Business Travel Slows

A recent survey of business travelers by the Association of Corporate Travel Executives (ACTE) showed that 71 percent plan to spend less on travel this year than in 2008. This is a change from the findings by ACTE in September 2008 when 33 percent of those responding said that they planned to cut back. Also in September, 36 percent said that they would be spending more–that number has now decreased to a mere eight percent.

“There are a number of reasons for this change,” said ACTE Executive Director Susan Gurley. “The continued drop in U.S. consumer confidence has a profoundly negative effect on demand, which causes increases in layoffs and joblessness. Lack of demand causes a slump in manufacturing, which in turn creates a slowdown in global commerce. This has a massive trickledown effect on business travel. Among the hundreds of thousands of layoffs reported in the U.S. alone, there are literally thousands of business travelers now removed from business travel circulation.”
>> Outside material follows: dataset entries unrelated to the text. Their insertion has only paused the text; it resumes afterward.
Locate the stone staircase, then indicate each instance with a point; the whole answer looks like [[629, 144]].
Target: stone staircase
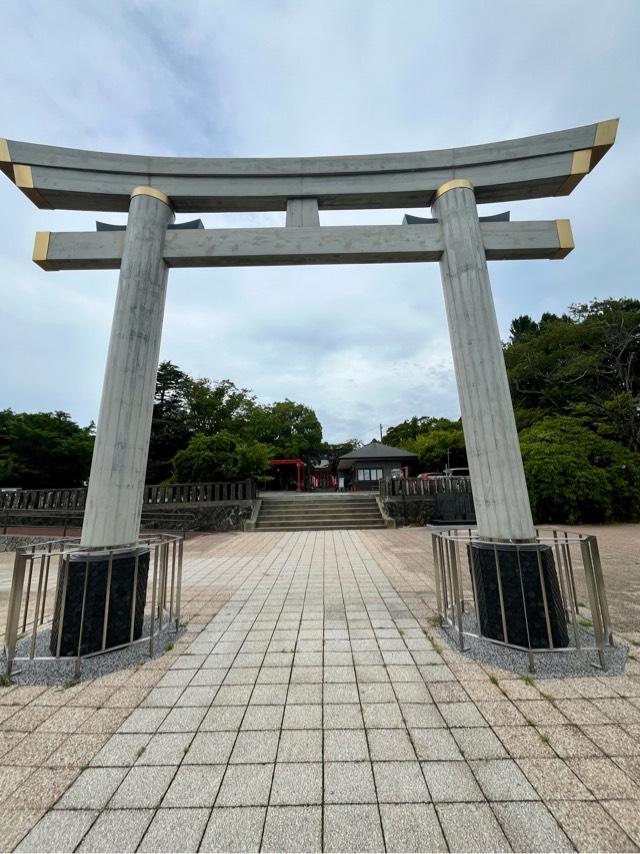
[[319, 512]]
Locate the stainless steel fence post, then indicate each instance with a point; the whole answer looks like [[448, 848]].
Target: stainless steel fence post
[[179, 587], [107, 597], [13, 616], [532, 667], [153, 602], [78, 664], [596, 617]]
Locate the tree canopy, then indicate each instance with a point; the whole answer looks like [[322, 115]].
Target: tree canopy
[[43, 450], [575, 385]]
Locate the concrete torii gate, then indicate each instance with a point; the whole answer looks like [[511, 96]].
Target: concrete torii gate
[[452, 181]]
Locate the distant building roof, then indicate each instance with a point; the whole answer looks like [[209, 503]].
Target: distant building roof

ACTE estimates that with most companies spending 10 to 20 percent less this year, that equates to about $880 million less spent on travel this year than the corporate travel executives had originally planned. Furthermore, ACTE member interest in electronic travel alternatives has risen from 32 percent in 2008 to the current 50 percent, making it the number one ranked priority this year.

Another survey, this one of 354 executives worldwide commissioned by Amadeus and conducted by Economist Intelligence Unit, found that 47 percent of those surveyed said that they plan to take fewer trips over the next 12 months and about 28 percent said they expect to stay in a four-star hotel instead of the usual five-star, but that they would not go so far as to stay in a budget or non-branded hotel.

And yet another study, this one from the International Air Transport Association (IATA), reported that first and business class traffic on international routes has fallen. According to IATA CEO Giovanni Bisignani, 2009 “is shaping up to be one of the toughest years ever for international aviation … and the bottom is nowhere in sight.”

Also of interest, the Bureau of Transportation Statistics reported that U.S. airlines eliminated almost 28,000 jobs in 2008.